For about 20 hours on the 28th and 29th of July, http->https redirects from varnish were disabled due to an error in the redirect regex. The error was deployed shortly before a MediaWiki config change (to set $wgSecureLogin = false) which disabled the application-level logic to check for http and redirect to https in security critical situations.
Since Aug 2013, we have redirected users to https for security-critical functions. Because we have done this for our users for the past two years without incident, it's likely that user no longer vigilantly check for https before entering their password; during this incident we saw 14,567 logins over http (cleartext).
Although the likelihood that an attacker would be able to exploit this issue is low, the impact of a stolen password for an account in any sysop or checkuser groups could have a high impact on the site's security or user privacy, especially since we do not currently provide any means of 2-factor authentication to our users. Due to WMF's strong privacy stance, we do not log which user accounts are logging in at any given time in a way that can be easily correlated with webrequest logs. As a result, we were only able to correlate about 5,000 of the cleartext logins with wiki user accounts. Of the identified accounts, 12 were members of various sysop groups. Those users were notified of the incident with a recommendation that they change their password.

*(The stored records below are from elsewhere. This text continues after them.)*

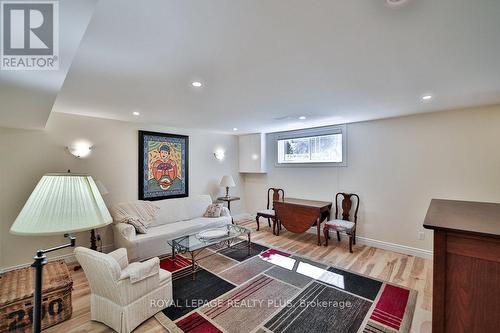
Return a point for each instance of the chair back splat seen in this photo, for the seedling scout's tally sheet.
(278, 194)
(346, 205)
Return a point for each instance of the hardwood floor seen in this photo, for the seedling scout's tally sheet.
(409, 271)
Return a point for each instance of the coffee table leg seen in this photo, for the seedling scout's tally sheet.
(249, 244)
(193, 265)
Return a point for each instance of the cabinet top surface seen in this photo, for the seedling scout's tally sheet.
(481, 218)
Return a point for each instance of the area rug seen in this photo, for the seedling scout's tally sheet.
(274, 291)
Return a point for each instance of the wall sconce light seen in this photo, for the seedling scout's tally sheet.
(80, 150)
(219, 154)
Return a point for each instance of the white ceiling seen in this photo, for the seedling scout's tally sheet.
(262, 61)
(27, 97)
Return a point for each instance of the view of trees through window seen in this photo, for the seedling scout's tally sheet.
(314, 149)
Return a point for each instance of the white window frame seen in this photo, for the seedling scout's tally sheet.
(308, 132)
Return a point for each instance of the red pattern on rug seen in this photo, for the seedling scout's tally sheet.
(391, 306)
(174, 265)
(195, 323)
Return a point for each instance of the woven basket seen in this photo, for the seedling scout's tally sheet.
(16, 297)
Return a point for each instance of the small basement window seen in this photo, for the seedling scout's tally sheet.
(312, 147)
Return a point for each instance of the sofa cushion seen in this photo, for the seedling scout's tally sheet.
(144, 210)
(175, 210)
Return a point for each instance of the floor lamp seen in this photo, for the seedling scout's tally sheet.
(60, 204)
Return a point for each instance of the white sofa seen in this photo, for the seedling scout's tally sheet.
(175, 218)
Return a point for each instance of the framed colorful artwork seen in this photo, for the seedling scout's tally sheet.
(163, 166)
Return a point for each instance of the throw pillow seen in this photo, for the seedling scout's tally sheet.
(140, 225)
(213, 210)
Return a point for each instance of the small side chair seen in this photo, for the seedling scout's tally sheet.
(277, 194)
(344, 224)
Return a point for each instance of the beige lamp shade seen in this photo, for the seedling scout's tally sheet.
(227, 181)
(62, 203)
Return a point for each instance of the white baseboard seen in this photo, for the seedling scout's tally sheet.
(243, 217)
(412, 251)
(69, 257)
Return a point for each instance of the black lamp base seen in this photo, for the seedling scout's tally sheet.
(40, 261)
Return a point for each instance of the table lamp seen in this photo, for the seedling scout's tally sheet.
(227, 182)
(61, 203)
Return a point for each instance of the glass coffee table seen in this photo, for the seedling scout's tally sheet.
(229, 235)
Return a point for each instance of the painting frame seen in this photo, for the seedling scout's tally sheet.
(148, 187)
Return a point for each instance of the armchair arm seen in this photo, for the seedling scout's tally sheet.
(225, 212)
(120, 255)
(139, 271)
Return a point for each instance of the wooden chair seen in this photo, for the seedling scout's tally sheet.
(269, 211)
(344, 224)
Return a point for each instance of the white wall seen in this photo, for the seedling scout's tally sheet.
(396, 166)
(27, 154)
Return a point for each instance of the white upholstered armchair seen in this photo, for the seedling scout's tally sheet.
(124, 295)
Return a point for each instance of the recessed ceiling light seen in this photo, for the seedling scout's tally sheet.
(395, 2)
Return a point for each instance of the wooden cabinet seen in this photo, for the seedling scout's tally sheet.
(466, 277)
(252, 153)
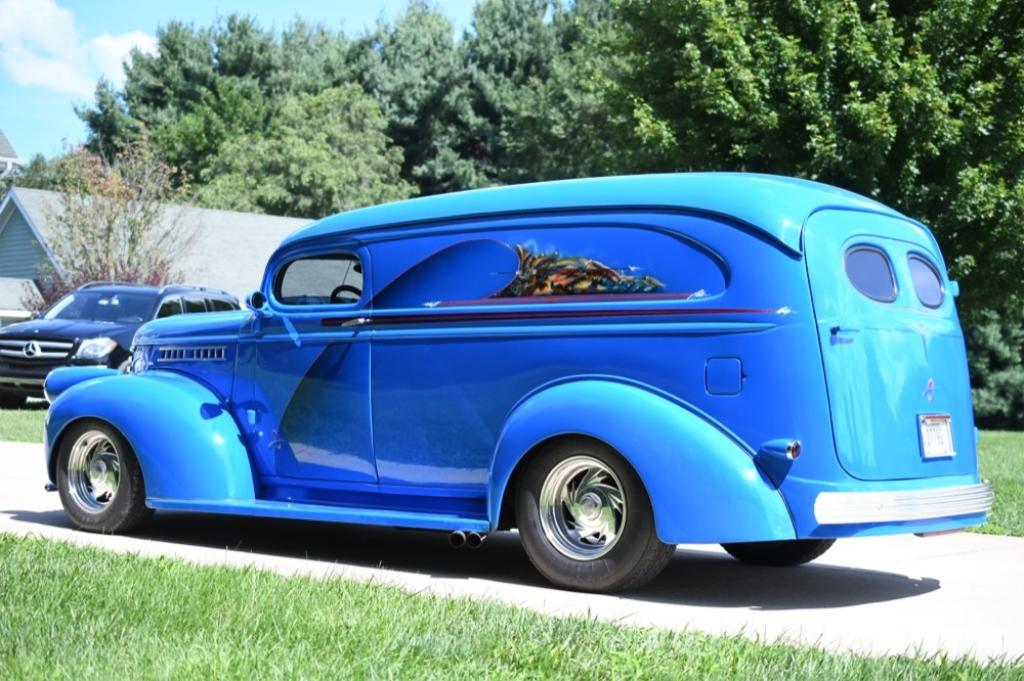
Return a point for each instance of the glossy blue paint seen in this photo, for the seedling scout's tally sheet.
(769, 204)
(675, 447)
(696, 324)
(185, 440)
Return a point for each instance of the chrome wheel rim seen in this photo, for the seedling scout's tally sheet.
(583, 508)
(93, 471)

During this incident, only 23% of logins were over HTTP. We believe that a combination of HSTS and canonical https links prevented most users from using HTTP to login.
- 16:54 UTC Jul 28 - https://gerrit.wikimedia.org/r/#/c/227455/ deployed, breaking redirect regex in varnish
- 18:56 UTC Jul 28 - https://gerrit.wikimedia.org/r/#/c/219265/ deployed, setting $wgSecureLogin=false, application layer logic stops redirecting
- 15:14 UTC Jul 29 - email to firstname.lastname@example.org notifying about lack of redirects
- 15:29 UTC Jul 29 - https://gerrit.wikimedia.org/r/#/c/227729/ was merged, fixing the regex
- 16:09 UTC Jul 29 - https://gerrit.wikimedia.org/r/#/c/227740 was merged, re-adding application-level detection and redirection
- 06:41 UTC Jul 30 - email to identified, affected sysop accounts, notifying of incident
In setting $wgSecureLogin to false on WMF sites, two security principles were in conflict-- keeping our security-critical codebase small and simple vs. having overlapping controls for security-critical functions in case one fails. Keeping $wgSecureLogin enabled caused a non-trivial amount of code to be run on every web request. Disabling the option simplifies a significant portion of the user login process. However, in light of this incident, we should have invested in simplifying the login process while maintaining the overlapping control.
The high number of users logging in over http also validates our concern with preventing ssl-stripping attacks. Ops should continue their work implementing HSTS, and getting it preloaded.